Our call for their resignations is based on our first-hand experience advocating for workers who have come forward with horrifying stories of the conditions inside some of the most risk-prone industries in the country. From meatpacking workers at Smithfield, Tyson and JBS plants to Amazon warehouse workers at the online retailer’s largest distribution center, we have helped these employees push some of the country’s largest employers to implement commonsense safety measures because the DOL and OSHA will not — as their testimony during a recent federal court hearing demonstrates.

At that July federal court hearing, OSHA witnesses explained that the agency’s default practice is not to inspect any workplaces other than medical facilities. Instead, contrary to established practice, OSHA leadership ordered one inspector to notify a plant of an inspection before it took place in order to protect the safety of the inspector, which allowed the plant to create an appearance of safety. OSHA also confirmed it would never consider a failure to socially distance or even provide masks a danger to workers — even when states and the federal government are calling on all Americans to socially distance and wear masks for their own safety.

It’s no secret — and no wonder — that the country’s meatpacking plants have become an epicenter of the COVID-19 outbreak. More than 56,000 food system workers have tested positive for the infection and 241 of those have died. Smithfield, Tyson and JBS alone account for more than 14,000 of those infections.

And that’s just workers who became infect; that tally doesn’t take into account those workers’ family members and loved ones who became infected after a worker was exposed at their place of work and returned home asymptomatic but infected.

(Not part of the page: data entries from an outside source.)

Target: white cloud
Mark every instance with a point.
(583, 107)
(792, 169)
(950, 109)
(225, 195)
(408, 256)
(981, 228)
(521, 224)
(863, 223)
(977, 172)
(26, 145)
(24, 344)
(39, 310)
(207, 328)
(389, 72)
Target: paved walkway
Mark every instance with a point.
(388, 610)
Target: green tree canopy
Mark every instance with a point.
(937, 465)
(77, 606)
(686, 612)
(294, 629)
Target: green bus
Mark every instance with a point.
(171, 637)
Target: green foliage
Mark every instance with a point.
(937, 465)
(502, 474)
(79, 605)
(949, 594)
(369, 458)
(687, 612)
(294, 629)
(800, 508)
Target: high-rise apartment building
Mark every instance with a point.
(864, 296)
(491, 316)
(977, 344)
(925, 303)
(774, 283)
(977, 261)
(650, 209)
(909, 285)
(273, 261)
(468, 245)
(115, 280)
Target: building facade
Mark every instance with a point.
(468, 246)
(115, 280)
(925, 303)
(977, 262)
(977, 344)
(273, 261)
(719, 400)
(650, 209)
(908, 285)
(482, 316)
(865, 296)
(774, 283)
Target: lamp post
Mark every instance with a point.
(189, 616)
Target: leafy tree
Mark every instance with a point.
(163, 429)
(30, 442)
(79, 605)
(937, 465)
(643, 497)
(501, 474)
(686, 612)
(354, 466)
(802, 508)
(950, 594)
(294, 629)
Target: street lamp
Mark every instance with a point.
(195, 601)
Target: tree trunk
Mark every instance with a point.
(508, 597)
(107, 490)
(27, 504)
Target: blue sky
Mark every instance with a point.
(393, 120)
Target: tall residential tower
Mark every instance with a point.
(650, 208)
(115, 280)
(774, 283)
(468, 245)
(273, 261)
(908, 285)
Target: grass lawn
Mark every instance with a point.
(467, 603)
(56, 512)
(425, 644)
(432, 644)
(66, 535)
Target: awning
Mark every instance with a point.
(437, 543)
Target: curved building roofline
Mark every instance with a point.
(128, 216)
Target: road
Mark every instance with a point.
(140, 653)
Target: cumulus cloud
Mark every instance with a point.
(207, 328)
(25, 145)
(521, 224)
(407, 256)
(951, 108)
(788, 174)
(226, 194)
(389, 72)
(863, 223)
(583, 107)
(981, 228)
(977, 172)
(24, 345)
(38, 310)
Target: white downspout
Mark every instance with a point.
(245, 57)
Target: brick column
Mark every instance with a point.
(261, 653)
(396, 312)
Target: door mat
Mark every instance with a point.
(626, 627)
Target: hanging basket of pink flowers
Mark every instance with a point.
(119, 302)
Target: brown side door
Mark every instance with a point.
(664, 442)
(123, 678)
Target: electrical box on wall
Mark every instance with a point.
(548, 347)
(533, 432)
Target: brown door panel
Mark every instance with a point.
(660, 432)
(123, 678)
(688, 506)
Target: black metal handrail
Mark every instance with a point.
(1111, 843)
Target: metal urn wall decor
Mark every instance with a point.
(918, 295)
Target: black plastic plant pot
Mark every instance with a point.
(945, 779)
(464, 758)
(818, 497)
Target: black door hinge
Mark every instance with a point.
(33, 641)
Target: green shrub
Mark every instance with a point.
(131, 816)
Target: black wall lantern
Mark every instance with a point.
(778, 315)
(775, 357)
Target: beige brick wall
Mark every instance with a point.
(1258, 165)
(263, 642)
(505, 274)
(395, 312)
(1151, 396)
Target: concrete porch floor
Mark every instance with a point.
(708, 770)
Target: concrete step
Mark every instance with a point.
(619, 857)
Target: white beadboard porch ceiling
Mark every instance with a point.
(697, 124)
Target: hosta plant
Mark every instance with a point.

Yet, despite these staggering numbers, Sweatt recently said — in response to a lawsuit filed against OSHA on behalf of workers in Pennsylvania — that the agency had “issued one” and only one COVID-related citation. An OSHA lawyer later increased that to four citations, out of more than 7,000 complaints. (By comparison, as of Friday, New York state has suspended 149 liquor licenses over social distancing compliance failures since July 1.)

So why, exactly, are Scalia and Sweatt refusing to protect workers? Only they know for sure but regardless of their motivation, there is one inescapable conclusion: Scalia and Sweatt aren’t helping workers stay safe, which is their job. They’re only helping to make a horrible, racially discriminatory situation much worse. For that reason alone, it is time for them to go.

The only way Eugene Scalia and Loren Sweatt can help now is to step aside and allow someone who will actually do the job to take over.